Hush Money follows the misfortunes of an art teacher who owes money to the wrong people and thus kidnaps the daughter of the ballplayer whose miss was the straw that broke the cash camel’s back, in hopes that he will cough up the sizable amount to save her.
First of all, I have to say that the performances by the two leads Joshua Ray and Kennedy Waite are masterful and believable as the conflicted and desperate family-man who breaks bad and the teenage girl who is forced to go along with the madness. Joshua Ray as Doug Shaw is one of those performances so powerful that the viewer feels everything along with him. He states whilst describing a painting that he remembers “every mistake and every detail”; perhaps a metaphor for his journey. Furthermore, his struggles as an artist and his wife’s reluctance to believe in his abilities to make it is relatable to every creative who has been told the same thing.

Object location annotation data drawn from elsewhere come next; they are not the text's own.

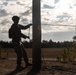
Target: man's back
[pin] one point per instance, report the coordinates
(16, 33)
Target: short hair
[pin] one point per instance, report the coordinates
(15, 18)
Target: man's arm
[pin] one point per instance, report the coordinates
(25, 27)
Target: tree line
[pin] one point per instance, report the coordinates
(44, 44)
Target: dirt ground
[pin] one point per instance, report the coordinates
(49, 67)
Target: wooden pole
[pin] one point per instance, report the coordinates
(36, 16)
(0, 52)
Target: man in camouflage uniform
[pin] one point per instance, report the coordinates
(15, 34)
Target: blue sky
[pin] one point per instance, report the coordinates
(54, 15)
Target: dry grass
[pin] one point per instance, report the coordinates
(8, 65)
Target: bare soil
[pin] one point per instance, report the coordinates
(49, 67)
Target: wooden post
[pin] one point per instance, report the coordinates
(0, 51)
(36, 16)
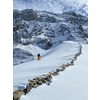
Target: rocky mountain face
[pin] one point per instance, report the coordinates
(44, 28)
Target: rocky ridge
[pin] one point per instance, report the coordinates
(44, 29)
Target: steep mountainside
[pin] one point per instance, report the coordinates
(43, 29)
(57, 6)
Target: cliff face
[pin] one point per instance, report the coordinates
(44, 29)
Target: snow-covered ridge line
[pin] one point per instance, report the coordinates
(44, 78)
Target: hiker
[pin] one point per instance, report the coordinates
(39, 56)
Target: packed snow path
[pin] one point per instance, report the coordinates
(50, 60)
(72, 84)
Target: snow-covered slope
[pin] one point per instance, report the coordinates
(72, 84)
(43, 29)
(57, 6)
(50, 60)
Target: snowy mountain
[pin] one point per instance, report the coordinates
(58, 30)
(57, 6)
(43, 29)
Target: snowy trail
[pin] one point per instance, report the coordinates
(51, 60)
(72, 84)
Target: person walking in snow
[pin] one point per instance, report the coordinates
(39, 56)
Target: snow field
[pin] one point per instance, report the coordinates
(71, 84)
(50, 60)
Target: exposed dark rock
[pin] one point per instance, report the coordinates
(28, 15)
(17, 94)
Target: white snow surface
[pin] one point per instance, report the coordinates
(71, 84)
(50, 60)
(57, 6)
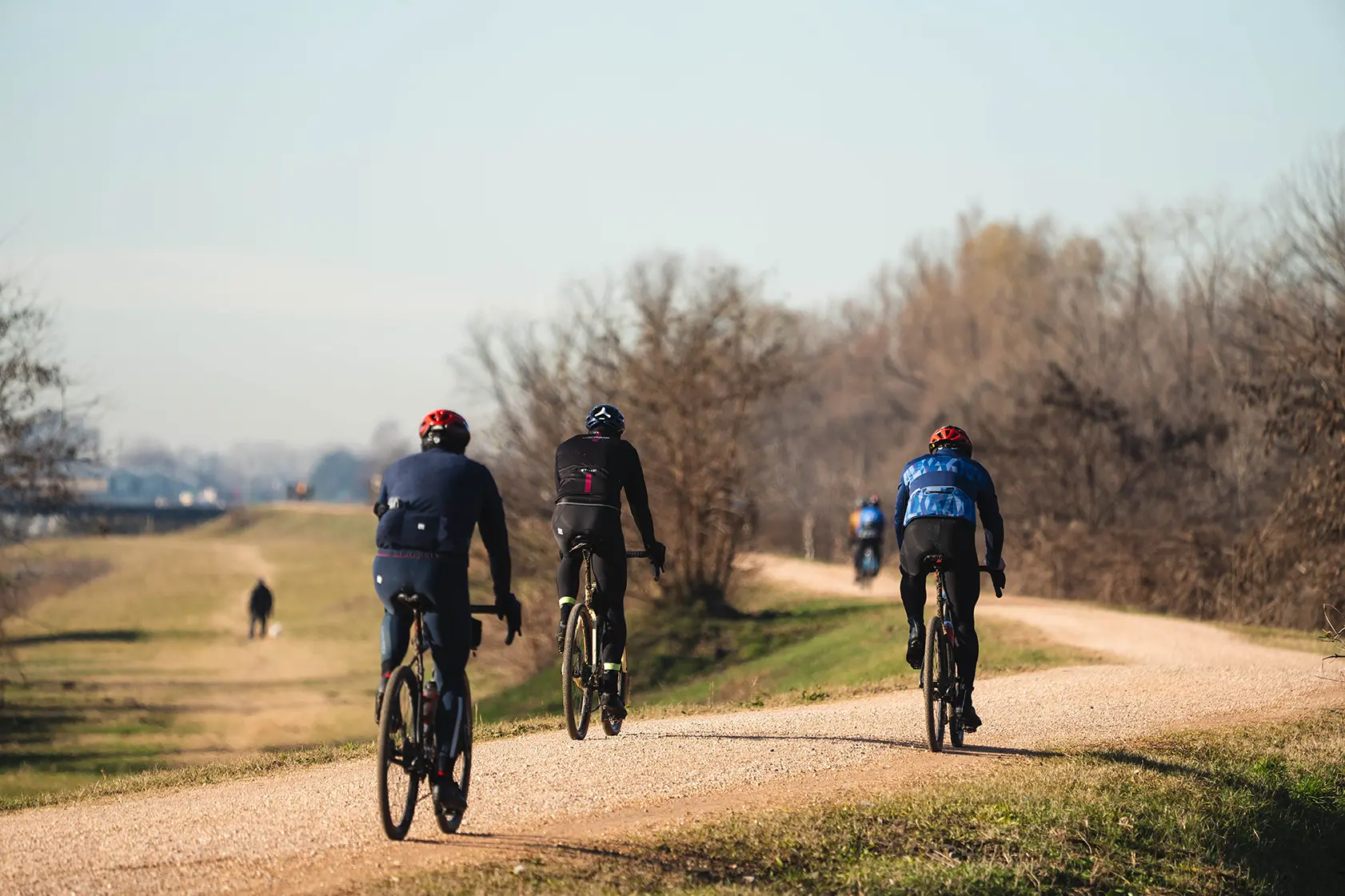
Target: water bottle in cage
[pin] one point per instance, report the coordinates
(429, 704)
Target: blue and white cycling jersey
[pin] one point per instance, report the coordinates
(947, 484)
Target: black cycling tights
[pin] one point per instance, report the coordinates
(956, 541)
(601, 528)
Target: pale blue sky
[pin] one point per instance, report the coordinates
(276, 220)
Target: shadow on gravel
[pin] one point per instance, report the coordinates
(876, 742)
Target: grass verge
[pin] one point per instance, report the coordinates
(1231, 811)
(800, 651)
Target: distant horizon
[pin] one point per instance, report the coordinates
(276, 224)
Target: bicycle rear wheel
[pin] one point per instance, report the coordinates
(449, 822)
(400, 751)
(577, 671)
(613, 727)
(935, 681)
(952, 695)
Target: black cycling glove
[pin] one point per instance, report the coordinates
(507, 607)
(997, 577)
(658, 555)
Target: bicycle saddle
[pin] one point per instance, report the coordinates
(931, 563)
(410, 600)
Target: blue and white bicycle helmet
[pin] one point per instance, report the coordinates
(607, 419)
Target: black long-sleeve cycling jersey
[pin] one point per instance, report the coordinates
(593, 470)
(431, 504)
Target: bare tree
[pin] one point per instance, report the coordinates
(690, 356)
(39, 443)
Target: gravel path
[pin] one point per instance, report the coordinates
(317, 829)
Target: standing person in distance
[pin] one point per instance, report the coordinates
(260, 604)
(591, 471)
(936, 514)
(427, 509)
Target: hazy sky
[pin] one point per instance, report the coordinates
(276, 220)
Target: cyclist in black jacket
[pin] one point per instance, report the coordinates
(591, 471)
(427, 509)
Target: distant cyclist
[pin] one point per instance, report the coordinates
(867, 532)
(591, 471)
(428, 506)
(936, 514)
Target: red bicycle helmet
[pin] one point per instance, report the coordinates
(950, 437)
(444, 428)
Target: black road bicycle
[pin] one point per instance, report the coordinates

Kennedy Waite as Kennedy Joseph is exceptional as she knows deep down that Doug is not a bad person, however can’t be too careful and does try to escape a number of times. Unlike many kidnap victims across film, Kennedy does not adhere to the ‘damsel in distress’ type of character and despite her young age, holds her own; able to take care of herself.
The bond that the two go on to develop unfolds in a very natural way and never feels too sudden or too slow and culminates in a heart-warming moment as they discuss and share their mutual love of art.
Other minor characters include the postman who is in the wrong place at the wrong time, developing a bad case of verbal diarrhea as he tries to get himself out of the situation that he has literally become tied up in. Also the neighbours whom Kennedy runs to in a bid to escape, only to find herself trapped again under other motives. The following scene of which seemed a little thrown in; however, it can be interpreted that perhaps Lamont wanted to present Doug as a hero and cement him as a sympathetic character, further aiding the bond between Kennedy and himself.
Despite that “heart-warming” moment, it is not recommended that you ever let yourself get too comfortable during Hush Money’s 88 minutes. Split into chapters like the best graphic novel, the film is on a speed road and hits all the bumps along the way as gritHouse lives up to their name.